Wednesday, October 27, 2010

Or alternatively, to Ging

We're not sure if this really is an emergent term, but let's just say it seems like one that's inevitable (obvious?), tho its stickiness is not guaranteed. Correspondent Seth today spotted this in an email that was internal to Microsoft:
... [blah-blah] the number hasn't been zero since early 2006 in my quick boogle.

Seth comments: "Given that it was an MSFT employee, I think he was trying to hint that he's used both major search engines." (One would have to understand that there is a certain informal peer pressure inside Microsoft to a) not use google as a verb and b) use Bing as search engine.)

The reason I say that the term seems obvious is that it's a natural formation that moreover has been claimed already: there is the site booglesearch.com, which searches both engines and presents results side by side.

Beyond that, tho, things get murkier. (To me.) The site boogle.com does a Google search but presents you with a page that displays a quotation and a picture in lieu of the standard Google home page. (Oh.) No tie to Bing that I can deduce. There's Boogle the game, which looks (to me) like a trademark-skirting variant on the game I know as Boggle.

The exceptionally unreliable Urban Dictionary lists one definition of boogle as:

A negative result to having Googled a person; to be shocked or repulsed by what you find out about a person you have just Googled; to Google someone with the intention of finding out something negative about them.


But really, that's as much as I've found in my few moments of poking around. We'll have to keep an ear out.

Sunday, October 17, 2010

Stars of a different type

Wow, when did this become a productive suffix?

  • Rhee is a Grade-A edu-lebrity [#]
  • [Y]ou're far more likely to be picking through the sausage-makings as they just sort of spray willy-nilly out of the meat grinder of news-lebrity that has replaced the news. [#]
  • Ever want to know what it's like to log into Twitter as your favorite Twitter-lebrity? [#]
  • And there are perks to being a bona fide Z-lebrity [#]
  • Bornstein refers to herself as a "sub-lebrity" [#]

Update 9 April 2011: Here's a nice one: "'Glee' piano player happy as a 'sub-lebrity'. (Brad Ellis in the background of "Glee" as the club's accompanist.)

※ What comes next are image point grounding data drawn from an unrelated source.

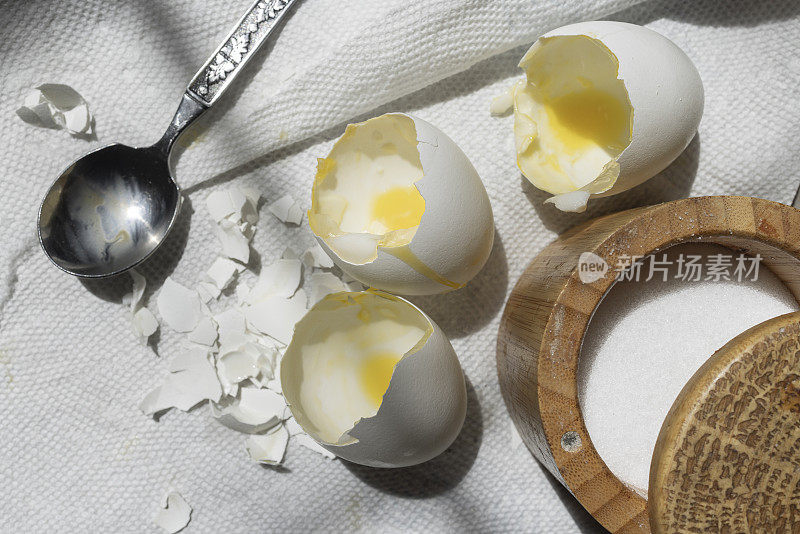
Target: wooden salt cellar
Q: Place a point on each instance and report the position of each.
(540, 339)
(728, 456)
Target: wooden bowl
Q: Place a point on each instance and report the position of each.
(546, 316)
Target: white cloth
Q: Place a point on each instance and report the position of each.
(77, 455)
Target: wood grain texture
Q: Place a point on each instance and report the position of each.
(547, 313)
(727, 458)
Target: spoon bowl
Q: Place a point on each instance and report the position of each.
(109, 211)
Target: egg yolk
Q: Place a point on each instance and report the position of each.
(376, 373)
(586, 118)
(398, 208)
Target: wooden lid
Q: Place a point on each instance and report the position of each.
(727, 458)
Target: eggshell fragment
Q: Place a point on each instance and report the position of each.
(145, 323)
(279, 279)
(208, 291)
(235, 244)
(456, 230)
(308, 442)
(192, 379)
(175, 515)
(268, 448)
(222, 272)
(287, 210)
(654, 82)
(502, 103)
(421, 412)
(239, 364)
(574, 201)
(253, 411)
(179, 306)
(315, 257)
(54, 105)
(205, 333)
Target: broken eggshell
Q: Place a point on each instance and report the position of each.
(454, 236)
(419, 414)
(655, 89)
(54, 105)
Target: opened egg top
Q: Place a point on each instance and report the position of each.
(604, 107)
(398, 206)
(374, 380)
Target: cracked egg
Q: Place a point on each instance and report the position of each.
(399, 207)
(604, 107)
(374, 380)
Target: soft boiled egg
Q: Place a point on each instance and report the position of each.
(374, 380)
(604, 107)
(399, 207)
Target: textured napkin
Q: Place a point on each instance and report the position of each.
(78, 455)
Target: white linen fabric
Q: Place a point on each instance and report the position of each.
(78, 455)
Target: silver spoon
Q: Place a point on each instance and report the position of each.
(113, 207)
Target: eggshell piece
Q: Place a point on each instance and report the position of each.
(269, 448)
(179, 306)
(421, 412)
(175, 514)
(235, 244)
(276, 316)
(192, 379)
(456, 230)
(662, 88)
(279, 279)
(252, 412)
(287, 210)
(145, 323)
(54, 105)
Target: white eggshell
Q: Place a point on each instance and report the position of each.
(422, 411)
(456, 233)
(664, 89)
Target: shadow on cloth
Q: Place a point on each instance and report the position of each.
(672, 183)
(486, 72)
(583, 519)
(437, 475)
(711, 12)
(462, 312)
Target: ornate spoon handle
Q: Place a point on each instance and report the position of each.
(223, 66)
(227, 61)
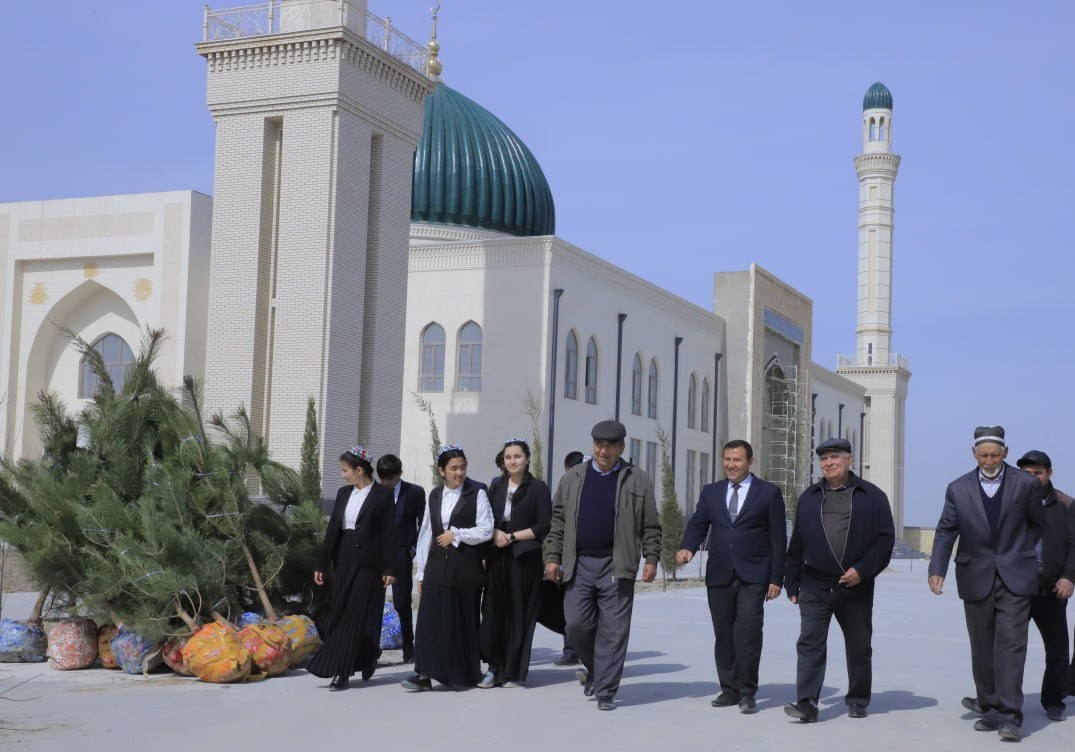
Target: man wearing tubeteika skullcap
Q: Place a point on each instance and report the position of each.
(995, 512)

There's also C-lebrity, which appears in a number of guises, but most popularly as the name of a song by Queen, which of course dates it considerably. But it's unclear to me whether this is really intended to mean anything other than celebrity.

Anyway, this is another cran-morphy rejiggering of the morphological elements of the original, in which celebr is the nominal root, but in which -lebrity becomes instead the productive bit. (See also cheese-burger etc.)

These all strike me as pretty clever, but my sense is that they work better in written language than said out loud. A number of them are a bit awkward to say, possibly because they end up with sound sequences that don't entirely work -- news-lebrity, Twitter-lebrity. In the examples that are easier to pronounce (Z-lebrity, sub-lebrity), the aural resemblance to the original would require very careful enunciation to get across the point of the new formation. Still, it's always handy to have some new materials for making words.